While it could be said that every age group faces challenges, it could also be noted that seniors face a unique range of problems in life. These could be increasing health demands, decreasing physical and mental capabilities, financial constraints, deaths within the family, depression, etc. Any senior might choose to drink alcohol excessively as a means of coping with the challenges that one’s golden years unfortunately bring.
We can extrapolate a few different reasons why binge drinking is on its way up. Some theories might indicate that substance abuse is merely becoming more common in the U.S., and that trend has finally spread to the older generation. Other arguments might suggest that a recent dip in life expectancy and overall health in the U.S. might also be a factor. Another relevant point to make is that substance abuse is a personal crisis, brought on by individual reasons. It’s tricky to say why so many seniors are turning to alcohol misuse. But that is what is occurring.
What Can We Determine from the Research?
The United Press International also published data on this subject, basing much of their conclusions off of the study cited above.
The UPI article talked about how, as people get older, it is essential that they lower their drinking levels, not increase them. It’s well established that alcohol misuse can exacerbate adverse physical conditions as one ages, hence the need to cut back on drinking.
Not only is binge drinking harmful, but it is particularly dangerous to seniors. When seniors binge drink, it exacerbates already concurrent adverse physical conditions. Furthermore, binge drinking increases the likelihood that senior citizens might adopt new adverse physical conditions.
“By definition, binge drinking means drinking to the point of intoxication. In older adults, that increases risks of falls, other accidents, blackouts, cognitive impairment, depression, and suicide.”
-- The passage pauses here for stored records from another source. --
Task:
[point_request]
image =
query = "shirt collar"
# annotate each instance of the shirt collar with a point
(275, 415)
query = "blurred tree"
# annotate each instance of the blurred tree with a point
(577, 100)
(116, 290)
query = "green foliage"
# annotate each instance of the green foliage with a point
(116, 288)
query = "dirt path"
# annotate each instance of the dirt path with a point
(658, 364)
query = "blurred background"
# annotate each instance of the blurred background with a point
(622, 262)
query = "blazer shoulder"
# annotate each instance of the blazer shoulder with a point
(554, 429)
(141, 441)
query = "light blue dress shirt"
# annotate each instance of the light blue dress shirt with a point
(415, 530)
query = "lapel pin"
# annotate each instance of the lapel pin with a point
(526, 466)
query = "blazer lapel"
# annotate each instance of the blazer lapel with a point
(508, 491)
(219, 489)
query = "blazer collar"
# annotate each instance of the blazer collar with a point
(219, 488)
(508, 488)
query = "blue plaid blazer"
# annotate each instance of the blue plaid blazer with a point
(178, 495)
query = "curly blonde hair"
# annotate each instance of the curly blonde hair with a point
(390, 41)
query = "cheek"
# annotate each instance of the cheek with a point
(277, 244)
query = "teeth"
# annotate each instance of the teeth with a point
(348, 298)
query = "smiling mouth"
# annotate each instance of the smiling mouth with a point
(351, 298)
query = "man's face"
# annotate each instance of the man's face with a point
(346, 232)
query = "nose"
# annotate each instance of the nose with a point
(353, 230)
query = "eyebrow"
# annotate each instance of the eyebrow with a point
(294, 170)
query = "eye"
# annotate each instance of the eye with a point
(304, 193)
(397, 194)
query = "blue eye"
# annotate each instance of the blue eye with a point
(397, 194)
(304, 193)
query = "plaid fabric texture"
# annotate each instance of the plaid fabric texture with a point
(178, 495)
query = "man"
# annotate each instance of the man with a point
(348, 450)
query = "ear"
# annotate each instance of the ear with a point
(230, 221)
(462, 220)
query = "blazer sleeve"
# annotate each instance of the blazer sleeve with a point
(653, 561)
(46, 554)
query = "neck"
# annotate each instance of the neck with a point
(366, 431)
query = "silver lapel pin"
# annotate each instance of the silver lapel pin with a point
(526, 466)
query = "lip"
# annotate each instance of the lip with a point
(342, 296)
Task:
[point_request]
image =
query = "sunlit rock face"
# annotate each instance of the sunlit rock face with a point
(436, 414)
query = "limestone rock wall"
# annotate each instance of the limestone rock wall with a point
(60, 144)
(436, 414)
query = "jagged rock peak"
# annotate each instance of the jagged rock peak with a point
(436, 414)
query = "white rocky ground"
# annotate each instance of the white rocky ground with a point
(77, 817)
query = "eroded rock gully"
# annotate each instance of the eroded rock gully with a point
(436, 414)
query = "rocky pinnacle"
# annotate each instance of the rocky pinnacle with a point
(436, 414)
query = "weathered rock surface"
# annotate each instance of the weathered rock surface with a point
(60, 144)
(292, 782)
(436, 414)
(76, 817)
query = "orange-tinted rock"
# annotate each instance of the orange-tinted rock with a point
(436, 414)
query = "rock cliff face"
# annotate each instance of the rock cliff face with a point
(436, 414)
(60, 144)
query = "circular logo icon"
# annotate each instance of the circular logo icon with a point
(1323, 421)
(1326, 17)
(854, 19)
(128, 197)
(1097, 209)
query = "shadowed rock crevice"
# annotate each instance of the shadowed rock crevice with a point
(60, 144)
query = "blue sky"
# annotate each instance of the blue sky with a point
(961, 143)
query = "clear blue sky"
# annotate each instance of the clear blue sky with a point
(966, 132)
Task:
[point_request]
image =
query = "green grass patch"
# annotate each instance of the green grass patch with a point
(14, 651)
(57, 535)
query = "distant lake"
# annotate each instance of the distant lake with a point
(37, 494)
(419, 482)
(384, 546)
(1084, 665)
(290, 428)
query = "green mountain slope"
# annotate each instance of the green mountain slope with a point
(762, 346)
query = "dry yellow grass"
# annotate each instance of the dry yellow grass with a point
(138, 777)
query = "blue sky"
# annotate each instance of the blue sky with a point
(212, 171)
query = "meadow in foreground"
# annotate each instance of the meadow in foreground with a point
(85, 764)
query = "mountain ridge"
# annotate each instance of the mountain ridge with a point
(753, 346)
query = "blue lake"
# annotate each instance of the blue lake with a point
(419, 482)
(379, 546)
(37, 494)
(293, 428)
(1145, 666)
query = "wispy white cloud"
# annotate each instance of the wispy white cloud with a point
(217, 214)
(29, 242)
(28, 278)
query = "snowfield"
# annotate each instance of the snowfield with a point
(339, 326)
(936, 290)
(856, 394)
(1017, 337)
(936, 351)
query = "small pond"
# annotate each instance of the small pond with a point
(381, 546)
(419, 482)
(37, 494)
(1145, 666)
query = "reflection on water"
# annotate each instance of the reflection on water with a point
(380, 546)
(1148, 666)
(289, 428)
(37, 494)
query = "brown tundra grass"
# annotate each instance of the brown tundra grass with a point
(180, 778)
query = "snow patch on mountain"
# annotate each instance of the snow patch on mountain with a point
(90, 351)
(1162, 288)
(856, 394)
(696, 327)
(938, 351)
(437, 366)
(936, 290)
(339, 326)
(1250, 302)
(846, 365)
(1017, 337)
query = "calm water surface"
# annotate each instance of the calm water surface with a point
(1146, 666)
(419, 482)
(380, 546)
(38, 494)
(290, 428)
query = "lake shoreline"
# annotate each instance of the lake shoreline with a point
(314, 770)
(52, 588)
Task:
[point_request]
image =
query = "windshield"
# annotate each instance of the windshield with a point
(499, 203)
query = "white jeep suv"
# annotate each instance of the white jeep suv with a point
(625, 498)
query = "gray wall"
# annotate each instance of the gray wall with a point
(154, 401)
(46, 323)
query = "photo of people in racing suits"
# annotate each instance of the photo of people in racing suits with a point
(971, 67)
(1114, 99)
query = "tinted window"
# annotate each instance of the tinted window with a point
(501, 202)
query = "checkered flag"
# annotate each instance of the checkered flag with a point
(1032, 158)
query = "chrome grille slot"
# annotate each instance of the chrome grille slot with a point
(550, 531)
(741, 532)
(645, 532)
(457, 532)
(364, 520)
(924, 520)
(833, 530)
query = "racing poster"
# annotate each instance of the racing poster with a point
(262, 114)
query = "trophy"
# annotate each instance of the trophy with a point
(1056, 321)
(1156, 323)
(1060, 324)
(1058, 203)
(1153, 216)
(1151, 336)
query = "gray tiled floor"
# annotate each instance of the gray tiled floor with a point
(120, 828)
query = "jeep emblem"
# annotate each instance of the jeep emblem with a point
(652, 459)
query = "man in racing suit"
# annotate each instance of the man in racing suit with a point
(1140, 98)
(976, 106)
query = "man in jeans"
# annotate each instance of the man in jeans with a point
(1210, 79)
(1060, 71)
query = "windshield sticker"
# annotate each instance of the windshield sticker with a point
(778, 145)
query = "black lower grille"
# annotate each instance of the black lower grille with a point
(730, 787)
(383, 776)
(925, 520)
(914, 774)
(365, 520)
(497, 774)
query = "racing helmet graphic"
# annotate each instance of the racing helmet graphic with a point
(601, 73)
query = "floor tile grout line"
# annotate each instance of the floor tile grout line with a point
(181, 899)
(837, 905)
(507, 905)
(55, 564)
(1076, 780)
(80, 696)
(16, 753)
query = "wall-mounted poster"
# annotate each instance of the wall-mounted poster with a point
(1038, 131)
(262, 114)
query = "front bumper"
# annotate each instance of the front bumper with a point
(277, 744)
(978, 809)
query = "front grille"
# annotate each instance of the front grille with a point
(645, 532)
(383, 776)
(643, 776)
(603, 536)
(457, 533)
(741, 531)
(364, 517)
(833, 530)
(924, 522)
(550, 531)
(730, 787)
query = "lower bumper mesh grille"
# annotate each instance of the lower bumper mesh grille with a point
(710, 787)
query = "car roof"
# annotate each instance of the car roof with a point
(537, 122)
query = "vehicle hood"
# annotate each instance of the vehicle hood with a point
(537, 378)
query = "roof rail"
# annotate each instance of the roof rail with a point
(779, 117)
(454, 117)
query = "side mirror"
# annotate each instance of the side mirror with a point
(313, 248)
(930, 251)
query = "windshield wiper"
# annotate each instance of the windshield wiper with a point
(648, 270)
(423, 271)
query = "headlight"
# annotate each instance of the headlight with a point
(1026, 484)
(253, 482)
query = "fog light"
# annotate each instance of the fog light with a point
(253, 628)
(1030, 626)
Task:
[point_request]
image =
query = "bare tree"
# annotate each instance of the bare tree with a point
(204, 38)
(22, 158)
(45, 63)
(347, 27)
Dr. James Garbutt, the medical director of the Alcohol and Substance Abuse Program at the University of North Carolina at Chapel Hill, commented on the study: “By definition, binge drinking means drinking to the point of intoxication. In older adults, that increases risks of falls, other accidents, blackouts, cognitive impairment, depression, and suicide.”
Dr. Garbutt also talked about how alcohol misuse in seniors makes high blood pressure worse and is a significant factor in the onset of dementia.
How Do We Reduce Senior Alcohol Misuse Statistics?
Dr. Garbutt had this to say about reducing the growing problem: “It seems we need to educate older adults about these risks and encourage them that if they are going to drink alcohol, to limit intake to one to two standard drinks and try not to drink daily. Reducing or stopping drinking could be one of the best things they do for their health, and many are surprised at how good they feel.”
And that’s a good start. However, that won’t be enough for those seniors who binge drink to the extent where it becomes a real, chronic problem, where they are already hooked on drinking. For a senior citizen who is binge drinking, the best solution for them is to enter into a residential drug and alcohol addiction treatment center.
When people get older, their bodies become less capable of handling complications and difficulties. That is why it is so crucial that senior citizens seek professional help from residential rehab centers. They need support for the behavioral, psychological, spiritual, and personal reasons and underlying issues that brought them to alcohol misuse in the first place. But they also need the physical help of a residential rehab program to ensure that they can withdraw off of alcohol in a manner that is safe and effective.
If you have an elderly family member or loved one who is struggling with alcohol addiction, do your best to help them get into a residential rehab center. No one should have to struggle with alcohol addiction, no matter their age.